Germania e Giappone hanno sviluppato successivamente una forma particolare di capitalismo, ciò che Vasapollo definisce modello renano-nipponico: alti salari, alta produttività e buon livello di stato sociale in cambio di un livello molto basso di conflittualità. Gradualmente – mentre l’egemonia economica globale statunitense iniziava a incrinarsi, e il 1971 sanciva la fine degli accordi di Bretton Woods e della convertibilità diretta oro-dollaro – questi paesi sono stati in grado di sviluppare un proprio modello di accumulazione, rendendosi gradualmente indipendenti dagli Stati Uniti e anzi diventando suoi competitori.
L’Unione Europea nasce poco dopo la fine della seconda guerra mondiale – i primi passi vanno rintracciati nella Comunità del carbone e dell’acciaio – e da subito rappresenta un progetto di costruzione di un fronte europeo in funzione antisovietica. Vasapollo ha illustrato come ogni passaggio di questo processo di integrazione abbia seguito un importante avvenimento a livello di politica internazionale: il trattato di Roma del 1957 segue i fatti di Ungheria, l’ingresso di Danimarca, Irlanda e Gran Bretagna è del 1973 e segue la fine di Bretton Woods.
Gradualmente, la Germania imprime la sua impronta indelebile sul processo di integrazione europeo: in particolare, data la dimensione fortemente esportatrice della sua economia, essa incoraggia la deindustrializzazione progressiva dei paesi del Sud e dell’Est Europa, in un processo che naturalmente manifesta un fondamentale salto di qualità con la fine del socialismo reale e la riunificazione della Germania, fatti preceduti dall’importante Atto unico europeo del 1986, con cui si sancisce la nascita del mercato unico.
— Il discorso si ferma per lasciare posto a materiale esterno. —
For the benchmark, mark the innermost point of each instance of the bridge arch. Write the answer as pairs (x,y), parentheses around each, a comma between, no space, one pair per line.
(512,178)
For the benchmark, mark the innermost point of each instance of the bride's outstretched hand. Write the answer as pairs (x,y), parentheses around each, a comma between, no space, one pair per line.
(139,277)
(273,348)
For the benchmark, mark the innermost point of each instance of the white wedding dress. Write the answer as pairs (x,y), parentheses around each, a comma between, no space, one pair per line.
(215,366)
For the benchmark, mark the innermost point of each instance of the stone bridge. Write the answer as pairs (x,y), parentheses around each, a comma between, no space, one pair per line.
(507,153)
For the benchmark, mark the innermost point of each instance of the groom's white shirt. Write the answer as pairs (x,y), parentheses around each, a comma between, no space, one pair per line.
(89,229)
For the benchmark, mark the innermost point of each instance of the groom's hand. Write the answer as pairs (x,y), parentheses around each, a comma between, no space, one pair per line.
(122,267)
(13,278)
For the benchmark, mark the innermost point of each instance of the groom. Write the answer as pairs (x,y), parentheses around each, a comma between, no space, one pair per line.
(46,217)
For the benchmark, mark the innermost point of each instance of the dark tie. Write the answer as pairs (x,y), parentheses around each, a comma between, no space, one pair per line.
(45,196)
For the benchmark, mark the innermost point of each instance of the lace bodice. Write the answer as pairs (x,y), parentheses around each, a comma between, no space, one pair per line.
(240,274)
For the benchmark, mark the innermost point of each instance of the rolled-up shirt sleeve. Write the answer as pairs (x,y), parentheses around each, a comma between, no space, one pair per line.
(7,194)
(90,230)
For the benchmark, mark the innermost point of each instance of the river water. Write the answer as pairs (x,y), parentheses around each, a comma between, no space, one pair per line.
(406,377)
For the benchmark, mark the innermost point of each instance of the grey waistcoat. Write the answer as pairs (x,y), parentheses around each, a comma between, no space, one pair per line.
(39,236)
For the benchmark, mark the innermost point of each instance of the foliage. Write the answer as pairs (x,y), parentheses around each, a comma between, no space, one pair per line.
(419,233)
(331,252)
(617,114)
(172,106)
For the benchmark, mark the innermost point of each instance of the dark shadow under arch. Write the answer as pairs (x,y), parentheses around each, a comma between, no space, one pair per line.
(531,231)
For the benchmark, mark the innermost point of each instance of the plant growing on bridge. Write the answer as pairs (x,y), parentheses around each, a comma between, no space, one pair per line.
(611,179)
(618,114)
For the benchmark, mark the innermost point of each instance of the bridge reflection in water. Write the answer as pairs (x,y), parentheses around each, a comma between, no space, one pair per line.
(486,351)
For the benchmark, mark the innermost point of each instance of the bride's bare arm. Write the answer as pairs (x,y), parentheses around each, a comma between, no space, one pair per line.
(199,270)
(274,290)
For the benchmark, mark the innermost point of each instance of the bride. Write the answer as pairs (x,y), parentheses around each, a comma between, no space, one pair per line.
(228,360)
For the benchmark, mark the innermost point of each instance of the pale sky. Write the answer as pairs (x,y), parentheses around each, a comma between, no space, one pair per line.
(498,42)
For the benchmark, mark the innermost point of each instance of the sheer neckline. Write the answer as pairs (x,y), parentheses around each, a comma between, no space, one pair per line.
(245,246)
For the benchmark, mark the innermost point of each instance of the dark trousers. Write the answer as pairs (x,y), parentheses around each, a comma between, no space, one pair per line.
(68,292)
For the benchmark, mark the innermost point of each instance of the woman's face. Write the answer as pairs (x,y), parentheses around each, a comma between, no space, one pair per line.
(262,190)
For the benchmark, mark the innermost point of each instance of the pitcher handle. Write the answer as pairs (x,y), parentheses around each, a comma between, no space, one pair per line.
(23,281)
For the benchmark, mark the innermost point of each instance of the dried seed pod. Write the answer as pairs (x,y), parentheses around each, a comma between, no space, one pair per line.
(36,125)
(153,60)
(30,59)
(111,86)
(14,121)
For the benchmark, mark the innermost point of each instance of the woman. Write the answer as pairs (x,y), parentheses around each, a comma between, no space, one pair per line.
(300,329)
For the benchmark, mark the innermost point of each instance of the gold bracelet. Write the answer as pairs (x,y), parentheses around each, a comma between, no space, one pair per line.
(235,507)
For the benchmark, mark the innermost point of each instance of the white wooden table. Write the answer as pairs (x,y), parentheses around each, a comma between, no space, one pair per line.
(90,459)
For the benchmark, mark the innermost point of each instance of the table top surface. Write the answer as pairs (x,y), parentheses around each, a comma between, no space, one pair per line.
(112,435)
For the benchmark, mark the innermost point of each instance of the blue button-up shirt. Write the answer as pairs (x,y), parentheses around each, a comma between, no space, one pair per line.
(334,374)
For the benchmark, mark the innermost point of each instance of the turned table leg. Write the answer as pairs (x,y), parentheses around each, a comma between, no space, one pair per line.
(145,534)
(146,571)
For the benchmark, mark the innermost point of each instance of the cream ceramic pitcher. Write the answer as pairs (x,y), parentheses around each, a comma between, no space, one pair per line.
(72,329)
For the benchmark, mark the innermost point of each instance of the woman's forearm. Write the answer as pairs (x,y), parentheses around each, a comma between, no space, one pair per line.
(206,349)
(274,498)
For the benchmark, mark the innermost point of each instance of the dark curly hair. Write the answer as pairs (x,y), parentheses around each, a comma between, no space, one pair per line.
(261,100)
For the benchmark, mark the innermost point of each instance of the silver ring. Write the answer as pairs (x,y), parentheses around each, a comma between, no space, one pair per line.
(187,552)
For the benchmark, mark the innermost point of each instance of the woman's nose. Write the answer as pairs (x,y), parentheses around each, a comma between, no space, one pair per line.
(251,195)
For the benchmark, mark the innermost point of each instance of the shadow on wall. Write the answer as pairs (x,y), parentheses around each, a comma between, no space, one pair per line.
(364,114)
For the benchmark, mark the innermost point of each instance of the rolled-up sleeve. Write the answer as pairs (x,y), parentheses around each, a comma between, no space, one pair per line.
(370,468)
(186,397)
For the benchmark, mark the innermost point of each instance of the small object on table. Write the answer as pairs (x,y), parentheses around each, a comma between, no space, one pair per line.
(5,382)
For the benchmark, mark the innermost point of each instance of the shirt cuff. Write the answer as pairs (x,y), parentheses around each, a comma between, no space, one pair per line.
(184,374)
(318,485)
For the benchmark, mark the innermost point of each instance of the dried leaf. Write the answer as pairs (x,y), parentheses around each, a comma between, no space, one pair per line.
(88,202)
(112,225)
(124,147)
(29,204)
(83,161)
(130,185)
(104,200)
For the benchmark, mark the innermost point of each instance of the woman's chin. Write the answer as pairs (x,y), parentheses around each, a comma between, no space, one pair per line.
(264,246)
I trattati europei firmati a partire da quello di Maastricht rappresentano la cornice che dà forma al progetto a guida franco-tedesca (dove la Francia è particolarmente importante in quanto braccio militare, mentre la Germania è la potenza economica preponderante), progetto incentrato fin da subito – e non potrebbe essere altrimenti – sulla costruzione di un ruolo da protagonista nella competizione globale, in crescente divaricazione con gli Stati Uniti. Da qui inizia la costruzione di quella borghesia transnazionale europea, di cui la borghesia tedesca rappresenta la parte più avanzata ma certo non l’unica, si pensi ai settori di borghesia italiana che hanno interesse alla costruzione di un polo europeo forte e autonomo e che fanno riferimento al Partito democratico.